All of the following affect an investor’s risk tolerance EXCEPT: A) tax bracket. B) family situation. C) years of experience with investing in the markets. __________________ I selected C. Correct answer is A. Explanation: Tax concerns play an important role in investment planning. However, these constitute an investment constraint, not an investment objective (i.e. risk tolerance). __________________ I was thinking: in terms of utility curves, tax brackets influence risk aversion (tolerance) by reducing the utility of a payoff when compared against a loss. A risk neutral person who is in the middle of their tax bracket may be indifferent between a gain of a dollar and a loss of a dollar. But that same risk neutral person who is right on the border of a tax bracket would value the lost dollar (at the lower rate) more highly than the gained dollar (at the higher tax rate), and choose to avoid the gamble. As for why C is more appropriate, haven’t we been drilled to think that risk tolerance should have nothing to do with investment experience? That a CFA charterholder representing an unsophisticated investor should try to determine the unsophisticaed investor’s true risk tolerance and manage to it?

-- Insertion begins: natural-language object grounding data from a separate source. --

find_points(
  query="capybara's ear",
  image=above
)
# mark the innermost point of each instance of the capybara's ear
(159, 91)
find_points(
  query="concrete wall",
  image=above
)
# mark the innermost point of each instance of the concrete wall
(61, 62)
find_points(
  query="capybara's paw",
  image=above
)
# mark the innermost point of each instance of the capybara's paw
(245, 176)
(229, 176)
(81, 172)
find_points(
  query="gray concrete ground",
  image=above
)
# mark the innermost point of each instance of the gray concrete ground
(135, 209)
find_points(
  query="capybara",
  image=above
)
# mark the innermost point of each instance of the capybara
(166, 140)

Remember LLTTUU Liquidity, Legal, Tax, Time, Unusual/Unique This is the IPS - Risk is a separate measure.
Yes, ditchdigger2CFA is right. LLTTUU affect the investment plan but not really the willingness to take risk. A person might be more risk tolerated because he or she lies in the middle of the tax bracket. In other way, he or she might be young, single, low income etc.

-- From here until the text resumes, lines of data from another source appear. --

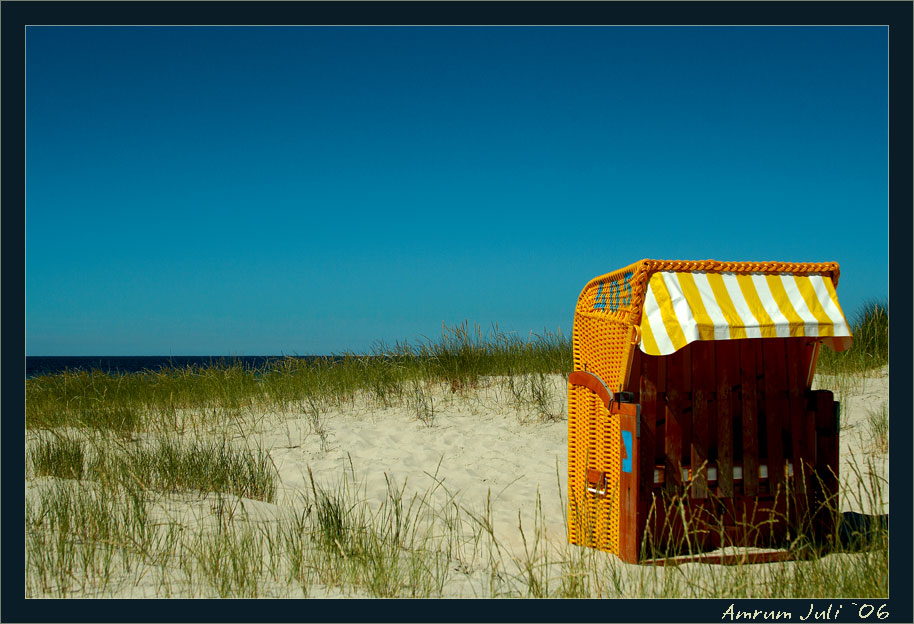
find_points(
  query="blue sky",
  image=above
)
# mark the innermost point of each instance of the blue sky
(250, 191)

I guess I didn’t need to make a big deal about this one. All I meant is that tax brackets do affect risk tolerance. Someone whose additional income would put them into a 100% tax bracket receives 0 utility from income. They will be completely risk averse, unwilling to risk any amount to gain an additional dollar. That additional dollar doesn’t help them and they still risk losing the last dollar. This is an extreme example to illustrate that even a slight change in tax bracket will influence their willingness to risk a dollar for 1.x dollars. Maybe I don’t understand how this fits into the investment planning section. For example, how long a person has invested in the markets should influence their perception of risk or ability to calculate risk. But it shouldn’t influence their willingness to risk a dollar for 1.x dollars.